La mise en place de la pluridisciplinarité n'est pas sans poser quelques réflexions quant à sa forme en propre. Si la France a voulu satisfaire la contrainte européenne, le travail du législateur nous semble encore imparfait et peu satisfaisant eu regard d'une médecine du travail, service de l'inspection du travail, qui semble avoir du mal à trouver sa place dans ce nouveau système. Il est cependant encourageant de voir que cette nouvelle réforme s'appuie sur une ouverture sur des compétences nouvelles, mais on peut se demander si cette diversification des moyens ne va pas conduire à éclatement de la réforme, lui faisant perdre toute cohérence, tant les acteurs y sont multiples. Notons qu'en matière des sites à risques industriels majeurs, l'explosion d'AZF à Toulouse le 21 septembre 2001, a donné lieu à de nombreuses interventions en matière de sécurité des travailleurs sur les sites à risques industriels majeurs86(*) en vue de renforcer la prévention des risques professionnels. Que de ces réflexions est née la loi de 200387(*) relative à la prévention des risques technologiques et naturels et à la réparation des dommages. Cette loi s'inscrit dans le panel de texte relatif à la prévention des risques professionnels. Le législateur bien qu'insistant sur le rôle de « clé de voute » de la médecine du travail quant à la prévention en entreprise opte pour une « approche globale de la santé »88(*). Mais des sa préparation les textes encadrant cette pluridisciplinarité ont fait l'objet de vives critiques de la part des acteurs de la prévention qui poursuivent des buts contraires, sans compter que nous puissions craindre un impact sur les missions de l'inspecteur du travail en matière de santé et préventions des risques professionnels.

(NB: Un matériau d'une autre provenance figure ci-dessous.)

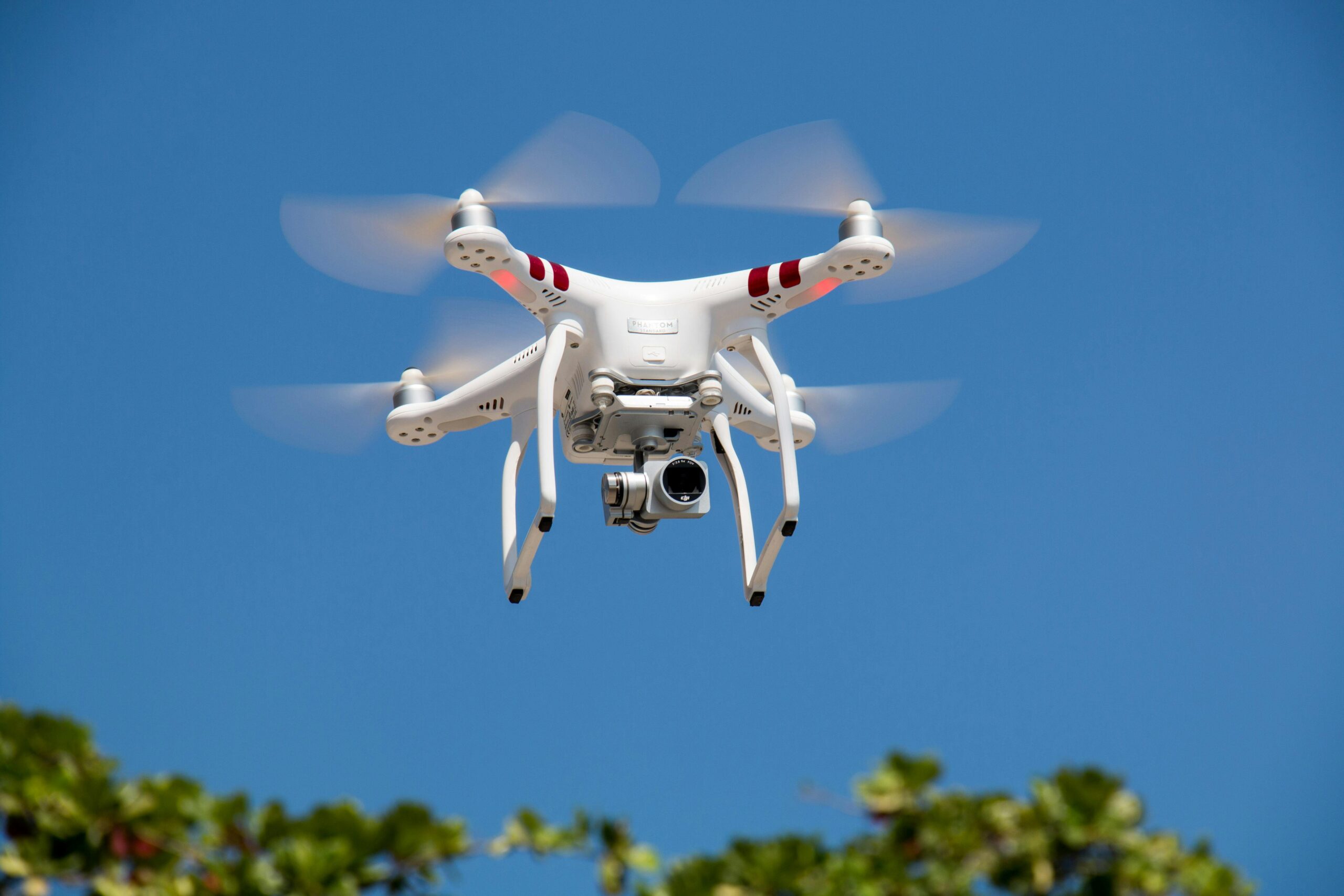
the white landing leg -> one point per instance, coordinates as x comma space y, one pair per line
722, 434
523, 424
518, 561
784, 525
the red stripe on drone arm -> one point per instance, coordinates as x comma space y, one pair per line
759, 281
512, 285
814, 293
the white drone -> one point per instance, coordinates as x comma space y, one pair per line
643, 375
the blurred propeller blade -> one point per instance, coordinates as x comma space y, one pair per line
338, 419
390, 244
810, 168
577, 160
851, 418
469, 338
936, 250
395, 244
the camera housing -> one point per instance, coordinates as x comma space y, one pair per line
676, 488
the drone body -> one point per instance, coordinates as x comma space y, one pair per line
648, 375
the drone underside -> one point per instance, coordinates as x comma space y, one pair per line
642, 375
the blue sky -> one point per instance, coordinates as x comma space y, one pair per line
1121, 544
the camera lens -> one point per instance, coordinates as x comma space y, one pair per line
683, 480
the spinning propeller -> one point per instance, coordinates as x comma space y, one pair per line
815, 170
395, 244
340, 418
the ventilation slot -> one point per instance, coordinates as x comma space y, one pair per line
527, 354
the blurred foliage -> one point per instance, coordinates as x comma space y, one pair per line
70, 820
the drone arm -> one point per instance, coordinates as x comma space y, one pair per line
534, 282
518, 565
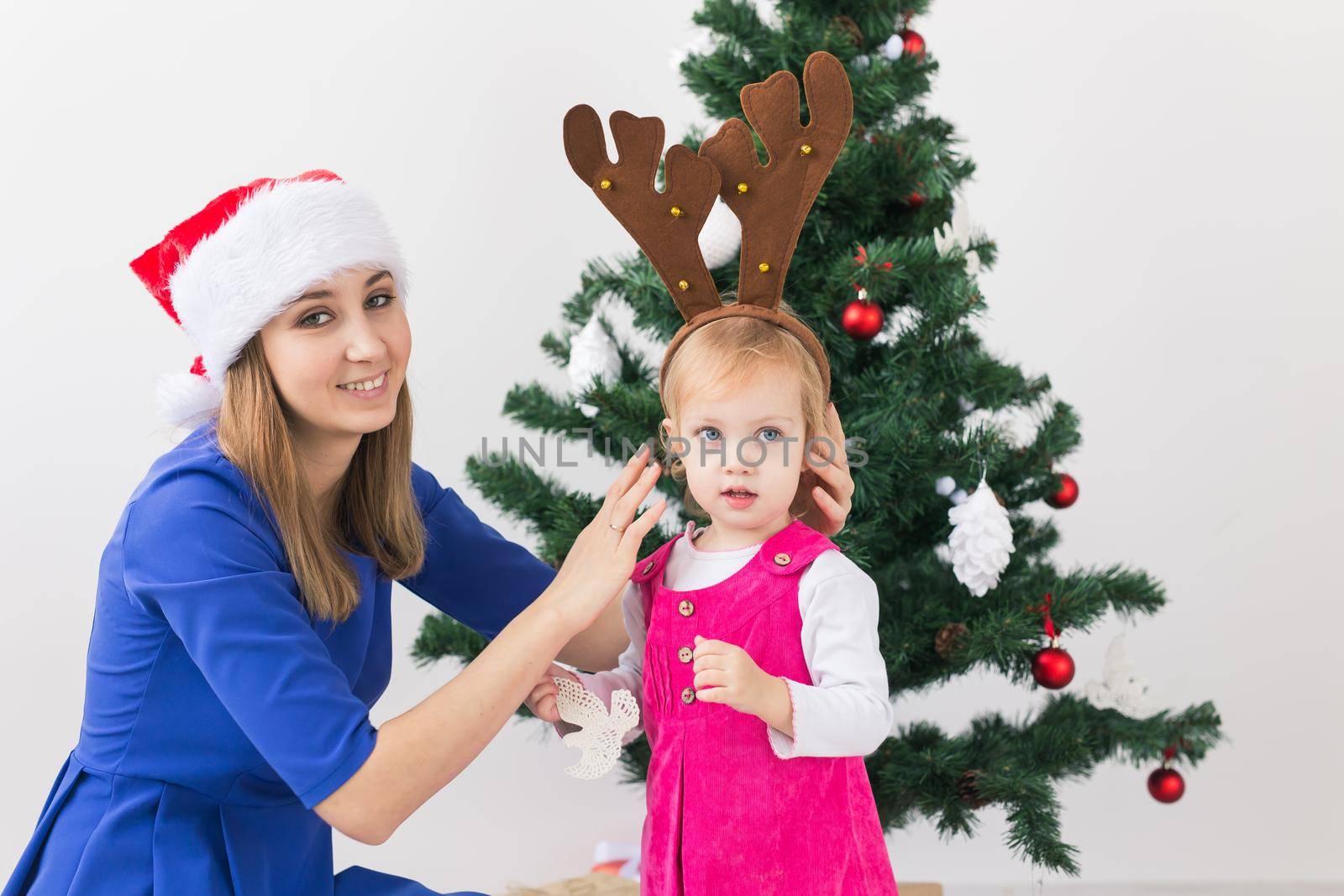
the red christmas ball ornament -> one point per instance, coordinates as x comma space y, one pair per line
1053, 667
1166, 785
862, 318
913, 43
1066, 495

* 81 D. n°2003-546 du 24 juin 200, pris pour l'application de l'article L241-2 du code du travail : création des articles R241-1-1 à R241-1-7 du code du travail, relatifs aux dispositions de droit commun des services de santé au travail.

* 82 Dir. 89/391/CEE du Conseil, du 12 juin 1989, concernant la mise en oeuvre de mesures visant à promouvoir l'amélioration de la sécurité et de la santé des travailleurs au travail ; JOCE n° L 183 du 29/06/1989 p. 0001 - 0008

* 83 « Inter, multi, pluridisciplinarité au service du bien être au travail », Professeur J. Malchaire, Université catholique de Louvain, Journées interdisciplinaires de Lorient, 13 mai 2003.

* 84 Pour la répartition des structures employant les IPRP personnes physiques, V. annexe 4.

* 85 V. annexe 5.

* 86 Circ. DRT, n°2006/10 du 14 avril 2006 relative à la sécurité des travailleurs sur les sites à risques industriels majeurs ; Circulaire DRT n°2001/5 du 15 novembre 2001 relative au contrôle des entreprises à risques ; Note DRT du 14 décembre 2001 relative au contrôle des entreprises à risques.

* 87 L. n°2003-699, du 21 juillet 2003, promulguée le 30 juillet 2003.

* 88 « Bilan de la mise en oeuvre de la pluridisciplinarité en matière de santé et de préventions des risques professionnels », décembre 2007, pour la DGT.